Hailing from Newfoundland, rock band Cabbages & Kings have arrived on the scene and have delivered their debut, self-titled album Cabbages & Kings, which is comprised of 11 songs running for roughly 36 minutes of pure jam session goodness.
The album itself is pretty simple, following a safe format for each song and embodying the core alternative rock qualities. Those who are fans of breakdowns will be happy to see there are a good amount of them placed nicely throughout the album – they aren’t focus grabbers, but they provide a nice shift in tempo and mood, which adds depth to each song. For a debut, it’s often important to stick to the fundamentals and they’ve done that rather nicely.
The vocals were unexpected but kind of cool, and really are what give the album it’s alternative tint; they range from gentle to harsh, high to a slight sweet screech, and back again, which maintaining a smooth element. I was reminded a bit of a higher pitched punk style of vocals. I had a great time listening to the lyrics, too; they didn’t always make immediate sense to me, but I came to understand that’s how it should be, and it lent some mystery and surrealism to the album also. “Daisy” is a great example of this. I listened to it quite a few times looking for meaning in the words, and each time I just found myself appreciating the surrealism more than ever.
What really sticks out, though, are the riffs that compose the melodies. The riffs are simple enough in theory but really have an extra kick in execution. Small, subtle nuances are adjusted and adopted to make each one more than just a basic melody. The riffs themselves are easily hummed and quick to get stuck in your head, while providing for great air guitar material.
Because most of the songs followed the same formula, you could really listen to any one of them and enjoy it quite a bit. The one that stuck out most to me was “Paper Coffins;” it was dark and haunting, and featured my favorite riff of the album. I was also a big fan of “Shiva” for the piano melody that was just as beautiful as the guitar riffs featured earlier. If pressed for time, check either of those two songs out – they truly were a unique experience.
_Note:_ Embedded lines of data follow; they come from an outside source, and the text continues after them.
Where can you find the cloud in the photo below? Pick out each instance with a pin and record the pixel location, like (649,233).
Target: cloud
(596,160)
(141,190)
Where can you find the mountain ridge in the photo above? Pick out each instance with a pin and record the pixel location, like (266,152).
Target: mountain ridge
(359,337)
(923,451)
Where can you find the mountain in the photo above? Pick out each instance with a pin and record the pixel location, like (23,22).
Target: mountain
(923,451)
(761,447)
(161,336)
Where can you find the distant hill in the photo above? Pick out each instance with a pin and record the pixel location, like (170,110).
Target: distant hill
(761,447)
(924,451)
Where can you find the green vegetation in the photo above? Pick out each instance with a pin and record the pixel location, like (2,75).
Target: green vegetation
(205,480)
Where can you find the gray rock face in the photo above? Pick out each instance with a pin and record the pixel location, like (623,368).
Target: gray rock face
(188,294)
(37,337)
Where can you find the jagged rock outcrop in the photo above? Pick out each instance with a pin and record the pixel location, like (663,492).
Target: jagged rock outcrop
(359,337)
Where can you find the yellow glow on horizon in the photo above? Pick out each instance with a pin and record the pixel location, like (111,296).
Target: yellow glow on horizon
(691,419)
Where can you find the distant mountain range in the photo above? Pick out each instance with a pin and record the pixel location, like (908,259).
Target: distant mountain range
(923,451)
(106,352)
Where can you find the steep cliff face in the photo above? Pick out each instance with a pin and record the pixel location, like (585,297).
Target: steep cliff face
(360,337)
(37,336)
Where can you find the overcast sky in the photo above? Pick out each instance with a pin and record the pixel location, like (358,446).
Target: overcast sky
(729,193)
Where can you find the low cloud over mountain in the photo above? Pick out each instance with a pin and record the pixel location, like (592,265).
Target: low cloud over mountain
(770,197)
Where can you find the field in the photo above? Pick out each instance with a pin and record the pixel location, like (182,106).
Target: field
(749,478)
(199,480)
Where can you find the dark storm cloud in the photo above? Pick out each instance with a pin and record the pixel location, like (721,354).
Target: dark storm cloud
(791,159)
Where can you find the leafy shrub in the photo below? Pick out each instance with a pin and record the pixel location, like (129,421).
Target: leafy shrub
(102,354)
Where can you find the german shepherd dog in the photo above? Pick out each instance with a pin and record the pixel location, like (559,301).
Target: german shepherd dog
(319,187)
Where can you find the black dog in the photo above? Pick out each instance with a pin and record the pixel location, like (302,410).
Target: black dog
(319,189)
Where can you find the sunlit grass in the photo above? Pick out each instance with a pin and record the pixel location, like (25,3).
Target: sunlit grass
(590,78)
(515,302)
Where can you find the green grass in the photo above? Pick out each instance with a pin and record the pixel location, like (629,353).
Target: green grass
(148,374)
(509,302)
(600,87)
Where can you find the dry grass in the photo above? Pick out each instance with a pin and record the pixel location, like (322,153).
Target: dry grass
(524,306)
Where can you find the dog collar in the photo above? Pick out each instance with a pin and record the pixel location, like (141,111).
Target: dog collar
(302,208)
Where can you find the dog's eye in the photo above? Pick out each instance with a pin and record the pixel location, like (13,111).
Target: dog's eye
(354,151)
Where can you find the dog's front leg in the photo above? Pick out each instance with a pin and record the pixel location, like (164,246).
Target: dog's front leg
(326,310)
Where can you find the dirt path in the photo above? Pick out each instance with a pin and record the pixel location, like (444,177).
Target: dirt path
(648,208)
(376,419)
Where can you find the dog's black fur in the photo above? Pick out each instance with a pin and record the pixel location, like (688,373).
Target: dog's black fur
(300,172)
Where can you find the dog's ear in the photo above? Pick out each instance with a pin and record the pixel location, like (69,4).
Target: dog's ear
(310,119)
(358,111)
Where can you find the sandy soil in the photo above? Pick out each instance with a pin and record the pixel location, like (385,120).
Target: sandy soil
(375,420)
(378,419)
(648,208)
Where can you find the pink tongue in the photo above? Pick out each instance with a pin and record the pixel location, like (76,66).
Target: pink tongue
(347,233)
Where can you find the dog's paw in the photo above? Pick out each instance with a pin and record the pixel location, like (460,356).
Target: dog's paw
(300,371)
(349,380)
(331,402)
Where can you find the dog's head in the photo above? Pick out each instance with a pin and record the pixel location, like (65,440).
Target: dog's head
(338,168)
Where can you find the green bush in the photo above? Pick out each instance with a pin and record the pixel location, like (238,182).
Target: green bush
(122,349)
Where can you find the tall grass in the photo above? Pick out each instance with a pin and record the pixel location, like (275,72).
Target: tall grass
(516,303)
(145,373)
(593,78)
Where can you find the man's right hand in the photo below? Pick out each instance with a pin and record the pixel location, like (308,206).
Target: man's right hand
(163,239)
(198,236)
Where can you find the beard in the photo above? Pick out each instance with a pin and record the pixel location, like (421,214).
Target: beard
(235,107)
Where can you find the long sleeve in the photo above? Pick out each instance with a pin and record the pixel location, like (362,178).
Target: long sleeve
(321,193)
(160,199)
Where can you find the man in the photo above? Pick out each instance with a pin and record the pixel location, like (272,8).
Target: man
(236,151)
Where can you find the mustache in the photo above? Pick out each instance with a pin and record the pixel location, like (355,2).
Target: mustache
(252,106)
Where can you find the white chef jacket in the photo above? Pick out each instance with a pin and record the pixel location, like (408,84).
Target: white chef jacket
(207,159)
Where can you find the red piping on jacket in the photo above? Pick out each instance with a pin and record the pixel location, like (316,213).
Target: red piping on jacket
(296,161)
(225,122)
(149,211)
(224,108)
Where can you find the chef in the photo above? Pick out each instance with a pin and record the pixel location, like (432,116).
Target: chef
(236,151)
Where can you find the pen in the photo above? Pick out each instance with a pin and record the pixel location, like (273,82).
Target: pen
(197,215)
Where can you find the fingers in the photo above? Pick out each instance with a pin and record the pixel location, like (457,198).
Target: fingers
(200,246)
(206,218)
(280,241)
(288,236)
I think this is a great debut album for Cabbages & Kings, and should serve as a solid starting ground for their next effort. The riffs were beautiful but still sounded a bit familiar; I would love to hear the technicality behind the riffs applied with more creative liberties to set them apart from other bands that employ similar tricks. There’s some raw talent here just begging to be developed and brought to the forefront (the drums, in particular, shined in “Paper Coffins” but played a relatively small part elsewhere) and I think once those adjustments are made, they will really have something special. This band has a ton of potential and will soon crack their shells and be a real force to be reckoned with.